The decision is surprising because the Federal Circuit has until recently been strongly in favor of expanding patent rights. During the 1990s, it handed down its Alappat and State Street decisions, which gave a green light to patents on software and business methods, two categories of innovation that had traditionally been regarded as ineligible for patent protection. Even as the evidence mounted earlier this decade that these patents were hindering, rather than promoting, technological innovation, the Federal Circuit showed no sign of backing down.
Now, however, the Federal Circuit’s attitude seems to have changed. The biggest factor, I suspect, is that after a quarter century of ignoring patent law, the Supreme Court has handed down a series of unanimous decisions overturning Federal Circuit precedents and harshly criticizing the court’s permissive patent jurisprudence. That, combined with the avalanche of bad press, seems to have convinced the Federal Circuit that the standards for patenting needed to be tightened up.
However, as Ben Klemens writes, Bilski is the start of an argument about the patentability of abtract inventions, not its end. The Federal Circuit formally abandoned the extremely permissive standard it established in State Street, reverting to the Supreme Court’s rule that an invention must be tied to a specific machine or a transformation of matter. But it deferred until future decisions the precise details of how closely an idea has to be tied to a specific machine in order to be eligible for patentability. We know, for example, that a software algorithm (which is ultimately just a string of 1s and 0s) cannot be patented. But what if I take that string of 1s and 0s and write it onto a hard drive, which certainly is a machine. Does this idea-machine hybrid become a patentable invention? As Ben points out, we don’t know because the Federal Circuit explicitly deferred this question to future cases.

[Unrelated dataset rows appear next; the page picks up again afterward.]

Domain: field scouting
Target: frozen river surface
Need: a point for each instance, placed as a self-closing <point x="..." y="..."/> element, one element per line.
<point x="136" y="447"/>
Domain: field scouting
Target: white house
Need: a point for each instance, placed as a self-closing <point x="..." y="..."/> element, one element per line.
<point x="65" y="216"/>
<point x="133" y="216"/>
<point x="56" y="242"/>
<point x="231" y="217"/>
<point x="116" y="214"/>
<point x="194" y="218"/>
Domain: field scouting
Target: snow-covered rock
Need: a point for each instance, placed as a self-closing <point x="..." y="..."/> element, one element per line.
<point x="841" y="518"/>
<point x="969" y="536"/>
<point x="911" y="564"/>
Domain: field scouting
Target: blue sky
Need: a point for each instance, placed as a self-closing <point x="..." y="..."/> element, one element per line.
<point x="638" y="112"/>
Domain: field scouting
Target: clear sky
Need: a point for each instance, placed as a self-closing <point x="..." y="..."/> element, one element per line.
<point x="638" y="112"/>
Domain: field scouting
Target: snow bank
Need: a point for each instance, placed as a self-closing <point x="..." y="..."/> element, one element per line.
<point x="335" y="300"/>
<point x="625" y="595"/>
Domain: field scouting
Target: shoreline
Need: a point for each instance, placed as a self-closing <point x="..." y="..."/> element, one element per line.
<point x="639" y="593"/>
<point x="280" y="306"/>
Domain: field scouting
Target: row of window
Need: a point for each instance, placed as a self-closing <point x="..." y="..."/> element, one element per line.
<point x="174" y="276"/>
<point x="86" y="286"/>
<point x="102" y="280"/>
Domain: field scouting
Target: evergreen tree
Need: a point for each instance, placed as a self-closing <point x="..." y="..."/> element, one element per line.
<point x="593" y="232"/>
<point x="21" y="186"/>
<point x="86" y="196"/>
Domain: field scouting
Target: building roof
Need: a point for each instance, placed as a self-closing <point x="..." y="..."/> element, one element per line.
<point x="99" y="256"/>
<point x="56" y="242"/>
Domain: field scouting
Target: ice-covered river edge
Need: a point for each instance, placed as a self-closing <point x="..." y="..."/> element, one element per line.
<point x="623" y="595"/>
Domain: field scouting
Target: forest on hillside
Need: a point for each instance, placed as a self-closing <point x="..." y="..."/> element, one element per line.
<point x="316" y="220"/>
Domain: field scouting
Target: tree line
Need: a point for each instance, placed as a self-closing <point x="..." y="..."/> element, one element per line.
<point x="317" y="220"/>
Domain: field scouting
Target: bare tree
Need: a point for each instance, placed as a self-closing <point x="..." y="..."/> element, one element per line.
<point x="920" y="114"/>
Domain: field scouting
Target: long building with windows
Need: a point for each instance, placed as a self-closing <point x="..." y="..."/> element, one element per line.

Still, there are a lot of hopeful signs here for those of us who would like to see an end to patents on software and business methods. The decision looks in some detail at the Supreme Court’s trio of software patent cases from the late 1970s and early 1980s, and seems conscious of the disconnect between those decisions and the Federal Circuit’s more recent precedents. Software and business method patents have developed a lot of institutional inertia over the last 15 years, so we’re unlikely to see a return to the rule that software and business methods are never patentable. But it’s safe to say that it’s going to start getting a lot harder to obtain patents on software and business methods.